SQMLite from functional subset with sqmreads2tables.py - All Taxa plotted as "Other" #700

Closed mscarbor closed 12 months ago

mscarbor commented 1 year ago

Hello! I did some subsetting for specific KO numbers and am trying to create taxa plots, but they always show up as "other" despite being annotated as specific taxa within the SQMLite object. A screenshot of an example is here:

Screenshot 2023-06-22 at 3 48 01 PM

Peyton_Landfill_AMO.RData.zip

Any suggestions on how to get the taxa to plot?

fpusan commented 1 year ago

Will look into It. What exact commands did you use for generating the project, subsetting, loading into SQMtools and plotting? And what SqueezeeMeta/SQMtools version did you use?
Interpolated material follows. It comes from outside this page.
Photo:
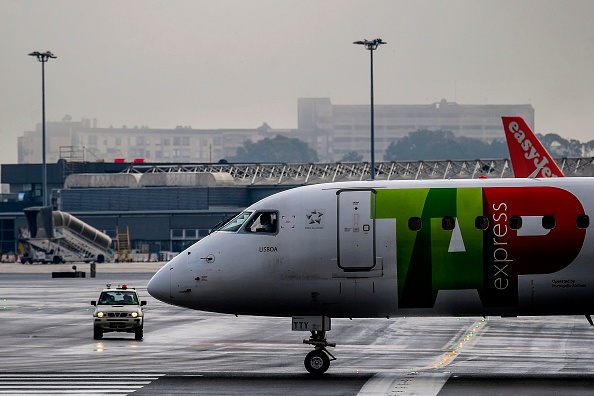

fpusan commented 1 year ago

Can reproduce

fpusan commented 1 year ago

Yeah, ok, this is the same problem as in #652, but with plotTaxonomy instead of plotFunction. I should have anticipated this by then.

Namely you have two samples in which your subset rendered no reads at all, so the total counts are zero which results in NaN when trying to calculate percentages.

plotTaxonomy(project, count='abund') will work (displaying raw counts instead of percentages)

If you really want to have the samples as percentages (not sure on how to interpret those, as in #652 these should probably be percentages over the TOTAL number of reads instead) you can do as follows.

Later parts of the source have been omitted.